Number of positive integral solutions of $x_1*x_2*x_3=30$ 
Find the number of positive integral solutions of $x_1*x_2*x_3=30$      

The prime factors of $30$ are: $2,3,5$. This now we have to put them into 3 groups with any number of elements(even 0 as $x_!,x_2,x_3$ can also be $0$) in each group.     
Case 1: all in 1 group=$\frac{3!}{0!0!3!}=1$
Case 2: 2,1,0 elements in groups=$\frac{3!}{0!1!2!}=3$
Case 2: 1,1,1 elements in groups=$\frac{3!}{1!1!1!3!}=1$      
But the answer is 27 and I have no clue where I have gone wrong.
 A: Approaching via multiplication principle:


*

*pick which $x$-value receives the factor of $2$  (three choices)

*pick which $x$-value receives the factor of $3$ (three choices)
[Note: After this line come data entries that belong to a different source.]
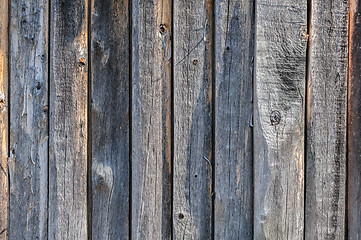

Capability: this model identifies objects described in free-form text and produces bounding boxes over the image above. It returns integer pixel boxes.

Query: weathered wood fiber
[131,0,172,239]
[49,0,88,239]
[173,0,214,239]
[214,0,254,239]
[347,0,361,240]
[90,0,129,239]
[0,0,9,240]
[9,0,49,239]
[305,0,349,239]
[254,0,307,240]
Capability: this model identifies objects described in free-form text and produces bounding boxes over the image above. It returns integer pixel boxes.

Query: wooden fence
[0,0,361,240]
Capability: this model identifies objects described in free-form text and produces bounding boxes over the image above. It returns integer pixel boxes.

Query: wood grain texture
[347,0,361,240]
[131,0,172,239]
[0,0,9,240]
[91,0,129,239]
[214,0,254,239]
[254,0,307,240]
[9,0,49,239]
[173,0,213,239]
[305,0,349,239]
[49,0,88,239]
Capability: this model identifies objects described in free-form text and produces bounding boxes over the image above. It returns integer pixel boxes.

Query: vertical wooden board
[254,0,307,240]
[8,0,49,239]
[214,0,254,239]
[90,0,129,239]
[49,0,88,239]
[173,0,213,239]
[0,0,9,240]
[131,0,172,239]
[347,0,361,240]
[305,0,349,239]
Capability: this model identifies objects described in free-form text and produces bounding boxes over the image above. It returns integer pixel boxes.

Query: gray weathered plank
[9,0,49,239]
[214,0,254,239]
[305,0,349,239]
[131,0,172,239]
[173,0,213,239]
[0,0,9,240]
[90,0,129,239]
[49,0,88,239]
[254,0,307,240]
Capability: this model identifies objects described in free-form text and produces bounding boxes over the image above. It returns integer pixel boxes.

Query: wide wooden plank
[131,0,172,239]
[347,0,361,240]
[90,0,129,239]
[254,0,307,240]
[49,0,88,239]
[214,0,254,239]
[305,0,349,239]
[9,0,49,239]
[0,0,9,240]
[173,0,213,239]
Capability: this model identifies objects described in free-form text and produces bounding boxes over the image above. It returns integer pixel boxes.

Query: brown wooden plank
[173,0,213,239]
[9,0,49,239]
[214,0,254,239]
[131,0,172,239]
[347,0,361,240]
[305,0,349,239]
[49,0,88,239]
[0,0,9,240]
[91,0,129,239]
[254,0,307,240]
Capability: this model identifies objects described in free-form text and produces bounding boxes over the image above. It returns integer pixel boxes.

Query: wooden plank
[91,0,129,239]
[49,0,88,239]
[214,0,254,239]
[254,0,307,240]
[173,0,213,239]
[131,0,172,239]
[305,0,349,239]
[347,0,361,240]
[0,0,9,240]
[9,0,49,239]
*pick which $x$-value receives the factor of $5$ (three choices)
As any $(x_1,x_2,x_3)$ triple can be uniquely determined by a sequence of choices to the aforementioned steps, the total number of outcomes is the product of the number of choices, in this case $3\cdot 3\cdot 3=27$

For a more complicated question, look at how many positive integer tuples $(x_1,x_2,x_3,x_4)$ exist where $x_1\cdot x_2\cdot x_3\cdot x_4 = 2^5\cdot 3^3$
Here, we again break up via multiplication principle


*

*Choose how to distribute the factors of $2$ among the $x$ values.  By analogy to stars and bars this is the number of solutions to $\begin{cases}a_1+a_2+a_3+a_4=5\\0\leq a_i~~\forall i\end{cases}$ which is $\binom{5+4-1}{4-1}=\binom{8}{3}$

*Choose how to distribute the factors of $3$ among the $x$ values.  Similarly this will be $\binom{3+4-1}{4-1}=\binom{6}{3}$
There are then $\binom{8}{3}\cdot \binom{6}{3}$ different tuples satisfying the conditions

The problem can be made more complicated by allowing the integers to be negative as well.  To handle that, in addition to the other steps in multiplication principle, add the steps: choose whether $x_1$ is positive or negative, choose whether $x_2$ is positive or negative, $\dots$, choose whether $x_{n-1}$ is positive or negative.  Note that the final $x$ term must be positive in the case that the product of the previous terms is positive, or it must be negative if the product of the previous terms is negative.  For the $x_1\cdot x_2\cdot x_3\cdot x_4=2^5\cdot 3^3$ example, if the integers were allowed to be negative as well, this increases the count to a new total of $2^3\binom{8}{3}\binom{6}{3}$
A: The most straightforward approach (but not the most elegant or most efficient) is to consider all divisors of $30$, namely:
$$ 1,2,3,5,6,10,15,30 \enspace. $$
Let $x_1$ range over those values.  For $x_1=1$, $x_2$ can take any value that is a divisor of $30$; then, $x_3$ is simply $30/x_2$.  This gives $8$ different solution.
For $x_1 = 2$, $x_2$ can be any value from $1,3,5,15$; then $x_3 = 15/x_2$.  This gives anothe $4$ solutions.  Continuing in this fashion, we reach $x_1 = 30$, for which $x_2 = x_3 = 1$.  All in all, we get $27$ solutions.